Switching up the tempo with The-Dream assisted "Heartbreak," a serviceable pop-friendly composition that could be a potential single from the album, Plata O Plomo continues to roll along, but its most addictive selection comes in the form of a Ty Dolla $ign collaboration, "Money Showers."

Produced by Cool & Dre, "Money Showers" is a standout that's geared towards the strip-club, with Fat Joe painting the scene, rhyming, "I make it rain on them hoes, I got that Amber vision/We in the back of the Rolls, her and Blac Chyna kissing/Give me a slice of the cake, I made it shower with dough/That's a whole lotta bread, you know it had to be Joe," while Ty Dolla $ign, who nearly steals the show from the two rappers, tackles the hook duties.

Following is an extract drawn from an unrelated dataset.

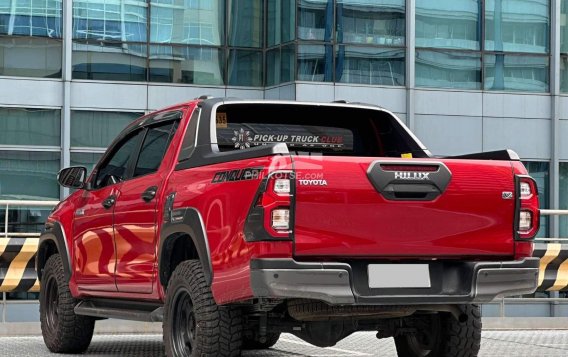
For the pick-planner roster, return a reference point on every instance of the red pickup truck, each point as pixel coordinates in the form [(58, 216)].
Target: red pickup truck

Although Remy Ma's verse slightly strays from the matter at hand, she still holds up her end of the bargain, completing the cipher with an efficient verse of her own that sees her invoking the name of her deceased mentor and playing dominatrix. Another offering from Plata O Plomo that stands as a highlight is "Too Quick," a sensual selection featuring vocalist Kingston that finds Fat Joe and Remy getting kinky and spewing sweet nothings over the ILL Wayno-produced track.

Plata O Plomo may be a collaborative effort, with equal billing, and Remy Ma comes with enough quotables to make her comeback to the scene an explosive one, but Fat Joe's presence and dominant performances throughout the album are apparent, a testament to his reputation as one of the most respected, but unsung veterans on the East Coast. While slight hiccups occasionally occur on Plata O Plomo, they are far and few between, as no clunkers are to be found throughout the album's 12 tracks, making it a smooth listen with a considerable amount of replay value.

With both touching on their experiences in the prison system and their rise to the top of the food chain, Plata O Plomo is a triumphant return for Fat Joe and Remy Ma.